According to James Hansen, the Paul Revere of global warming, the safe level for CO2 may be 350 ppm. Hansen is concerned that “ice sheet disintegration, vegetation migration, and GHG release from soils, tundra or ocean sediments, may begin to come into play on time scales as short as centuries or less.” But currently the atmospheric concentration is 385 ppm. The 350 ppm level was reached twenty years ago in 1988, the same year that James Hansen sounded the alarm over global warming at a Congressional hearing.


Is the world better off today compared to 1988?


Let’s check:

  • Life expectancy in developing countries was 4–5 years lower in 1988 than it is today (62 years rather than the current 67 years). Even in the US, it increased from 74.9 years in 1988 to 77.8 years in 2004!
  • Compared to today, at least 15 more infants out of every 1,000 in developing countries died in 1988 before reaching their first birthdays. In industrialized countries, the infant mortality rate dropped from 9 to 5.
  • India’s per capita income (in constant dollars adjusted for purchasing power) has more than doubled since 1988. China’s has more than quadrupled. As a result, hundreds of millions are no longer living in absolute poverty today. Even the US’s per capita income has increased by 40 percent.
  • Food production per capita in developing countries has increased 36 percent since 1988, despite a population increase of 40% (that is, 1.5 billion more people). [What fraction of this was due to the increase in carbon dioxide in the atmosphere, and petroleum-based and greenhouse gas-emitting fertilizers, all of which stimulates crop growth?].

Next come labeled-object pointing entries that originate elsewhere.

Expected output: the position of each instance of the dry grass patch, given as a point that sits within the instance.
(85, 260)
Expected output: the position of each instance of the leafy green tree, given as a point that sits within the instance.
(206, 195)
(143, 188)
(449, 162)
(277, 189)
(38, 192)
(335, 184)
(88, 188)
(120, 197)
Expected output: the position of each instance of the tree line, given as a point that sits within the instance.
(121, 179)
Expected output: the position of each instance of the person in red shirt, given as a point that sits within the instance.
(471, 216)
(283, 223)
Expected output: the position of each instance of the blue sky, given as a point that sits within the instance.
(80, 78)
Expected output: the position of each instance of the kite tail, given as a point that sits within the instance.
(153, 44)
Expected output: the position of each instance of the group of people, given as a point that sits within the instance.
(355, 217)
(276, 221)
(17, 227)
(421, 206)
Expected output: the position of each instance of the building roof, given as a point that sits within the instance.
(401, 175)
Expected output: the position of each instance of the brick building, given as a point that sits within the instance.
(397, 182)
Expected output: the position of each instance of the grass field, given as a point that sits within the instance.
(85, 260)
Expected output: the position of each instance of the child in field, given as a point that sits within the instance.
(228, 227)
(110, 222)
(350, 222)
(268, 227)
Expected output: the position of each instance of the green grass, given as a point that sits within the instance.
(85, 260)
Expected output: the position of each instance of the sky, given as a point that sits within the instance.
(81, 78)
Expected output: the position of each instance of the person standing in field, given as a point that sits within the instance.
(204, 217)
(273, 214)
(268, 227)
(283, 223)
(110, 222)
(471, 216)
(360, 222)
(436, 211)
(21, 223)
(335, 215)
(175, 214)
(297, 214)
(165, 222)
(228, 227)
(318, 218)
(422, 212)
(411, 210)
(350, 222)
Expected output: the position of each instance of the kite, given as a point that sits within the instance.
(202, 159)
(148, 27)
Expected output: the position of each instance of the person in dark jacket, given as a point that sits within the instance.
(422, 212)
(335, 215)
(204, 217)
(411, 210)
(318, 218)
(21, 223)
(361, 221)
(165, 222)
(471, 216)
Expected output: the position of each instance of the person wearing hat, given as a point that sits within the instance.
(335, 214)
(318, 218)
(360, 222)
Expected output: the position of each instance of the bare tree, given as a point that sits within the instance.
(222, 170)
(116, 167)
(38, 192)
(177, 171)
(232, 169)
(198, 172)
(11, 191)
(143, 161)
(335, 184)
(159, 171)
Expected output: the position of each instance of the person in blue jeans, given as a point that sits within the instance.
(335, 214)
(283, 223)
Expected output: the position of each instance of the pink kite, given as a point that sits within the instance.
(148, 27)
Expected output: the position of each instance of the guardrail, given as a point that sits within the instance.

Much of these improvements are due to economic growth and agricultural activity that fueled the rise of CO2 concentrations beyond 350 ppm. Because of technological change, it is likely that a portion of these improvements would have occurred absent any economic growth (as pointed out in the book, The Improving State of the World ). But had CO2 concentrations been capped at 350 ppm, we would have to forgo many of the above improvements in the quality of life, and not only in the developing world.


But would we want to go back to the world of 1988 — or even 1998 for that matter?


If we can go back to 350 ppm without giving up the real and tangible advances in human well-being that have accrued since that “benchmark” was passed, I’d have nothing against that, but based on the precautionary principle, one needs a stronger reason than the speculative catastrophes that Hansen is concerned “may begin to come into play on time scales as short as centuries or less,” whatever that means.